Critics will forever argue that Beckham’s move to Major League Soccer was made for commercial reasons rather than football ones. The deal, which involved not only LA Galaxy but also the MLS as an organisation, was designed to make Beckham the focal point for the growth of soccer in the United States over the five-year duration of his contract. Chadwick says: “I think it was made entirely for commercial reasons. He’s got his soccer school out in the States and has the link with AEG through the soccer schools. I think in those terms it was never about playing anyway, so it’s a little bit remiss of people to be critical of Beckham and what’s happened to him as a player in LA.”

AEG, owners of the Los Angeles Galaxy and several other MLS franchises at the time, planned the Beckham move for many months before it was finally signed and sealed. In November 2007, Major League Soccer effectively paved the way for his signing by relaxing its salary cap rules, introducing a ‘designated player’ clause. That allowed MLS teams to sign up to two players for fees outside the US$2.4 million salary cap. Predictably the rule later came to be known as the ‘Beckham rule’, the MLS being more than aware of the commercial impact his signing might have on the league. The then-president of LA Galaxy, Alexi Lalas, was tasked by AEG chief executive Tim Leiweke with putting together a new commercial blueprint for the Galaxy, including a revised business and marketing plan.

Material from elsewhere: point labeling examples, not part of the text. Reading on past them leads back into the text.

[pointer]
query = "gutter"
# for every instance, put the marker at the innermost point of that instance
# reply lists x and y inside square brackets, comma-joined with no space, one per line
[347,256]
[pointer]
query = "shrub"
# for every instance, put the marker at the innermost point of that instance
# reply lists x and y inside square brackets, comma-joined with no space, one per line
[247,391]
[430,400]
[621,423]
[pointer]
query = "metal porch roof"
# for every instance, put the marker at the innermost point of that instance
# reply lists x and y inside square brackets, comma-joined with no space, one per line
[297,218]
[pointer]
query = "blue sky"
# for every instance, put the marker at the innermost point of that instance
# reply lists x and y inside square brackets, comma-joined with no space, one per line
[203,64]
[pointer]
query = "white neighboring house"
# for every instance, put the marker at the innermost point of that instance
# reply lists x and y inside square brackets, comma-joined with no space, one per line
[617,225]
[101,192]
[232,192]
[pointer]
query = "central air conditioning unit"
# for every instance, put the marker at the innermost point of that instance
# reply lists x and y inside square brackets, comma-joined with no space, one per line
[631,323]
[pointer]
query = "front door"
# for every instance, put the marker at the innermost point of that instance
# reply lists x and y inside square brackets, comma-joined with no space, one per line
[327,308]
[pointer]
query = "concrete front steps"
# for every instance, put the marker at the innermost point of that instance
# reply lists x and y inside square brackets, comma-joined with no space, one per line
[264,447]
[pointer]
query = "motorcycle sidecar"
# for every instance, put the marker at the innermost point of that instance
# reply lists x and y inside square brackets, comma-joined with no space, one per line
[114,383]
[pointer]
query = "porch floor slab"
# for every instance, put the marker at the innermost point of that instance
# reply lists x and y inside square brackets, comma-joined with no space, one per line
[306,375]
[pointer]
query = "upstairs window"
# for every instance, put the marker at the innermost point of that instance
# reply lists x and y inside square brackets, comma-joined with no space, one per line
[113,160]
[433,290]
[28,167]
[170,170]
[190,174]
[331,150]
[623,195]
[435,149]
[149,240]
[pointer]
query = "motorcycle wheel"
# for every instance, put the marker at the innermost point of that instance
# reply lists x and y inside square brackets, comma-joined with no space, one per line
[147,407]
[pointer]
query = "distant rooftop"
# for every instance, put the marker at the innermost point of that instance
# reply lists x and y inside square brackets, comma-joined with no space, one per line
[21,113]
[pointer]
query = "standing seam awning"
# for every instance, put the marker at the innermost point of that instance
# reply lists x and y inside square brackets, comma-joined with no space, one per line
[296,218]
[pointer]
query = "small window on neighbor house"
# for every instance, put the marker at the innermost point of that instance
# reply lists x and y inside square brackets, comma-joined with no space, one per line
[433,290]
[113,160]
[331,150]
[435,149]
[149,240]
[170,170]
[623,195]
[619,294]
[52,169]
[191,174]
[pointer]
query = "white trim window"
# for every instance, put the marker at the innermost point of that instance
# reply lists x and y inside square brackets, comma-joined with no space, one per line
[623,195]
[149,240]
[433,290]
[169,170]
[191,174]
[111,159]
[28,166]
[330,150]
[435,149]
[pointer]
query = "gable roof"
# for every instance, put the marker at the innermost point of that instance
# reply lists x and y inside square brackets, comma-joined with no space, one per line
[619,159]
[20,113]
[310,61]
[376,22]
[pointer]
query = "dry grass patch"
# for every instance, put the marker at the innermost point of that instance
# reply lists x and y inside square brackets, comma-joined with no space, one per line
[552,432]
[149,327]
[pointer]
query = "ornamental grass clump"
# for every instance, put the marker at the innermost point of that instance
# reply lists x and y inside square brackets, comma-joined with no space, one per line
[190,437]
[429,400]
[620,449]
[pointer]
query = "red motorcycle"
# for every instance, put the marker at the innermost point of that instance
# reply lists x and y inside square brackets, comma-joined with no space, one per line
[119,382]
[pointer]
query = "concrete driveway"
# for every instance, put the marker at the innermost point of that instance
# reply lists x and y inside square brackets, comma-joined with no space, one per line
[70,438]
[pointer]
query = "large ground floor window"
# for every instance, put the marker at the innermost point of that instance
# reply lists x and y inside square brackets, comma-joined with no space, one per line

With some relish the new look of the team was unveiled in July 2007, timed to coincide with Beckham’s unveiling at the Galaxy’s Home Depot arena. “We wanted a classic and clean look that would stand the test of time, something that generations of players and fans would wear with pride on and off the field,” Lalas said of the new commercial look, developed with SME and kit manufacturer Adidas. If it sounded like grandiose marketing speak, that’s probably because it was – but it underlined the extent to which the franchise was prepared to remodel itself ahead of Beckham’s arrival.

For Adidas, Beckham’s presence made its LA Galaxy deal – previously just one of many standard kit-manufacturing agreements around the world – an instant cash cow. Its involvement in US soccer was, and remains, a deep one. It has been a long-term partner of Major League Soccer and Soccer United Marketing since 2004, supplying all MLS teams with kit. Antonio Zea, Adidas’ head of soccer in America, put it this way. Speaking in 2007, he said: “The worldwide demand for the new Galaxy jersey is a strong indicator of the relevance that MLS, its teams and athletes are building on a global scale.”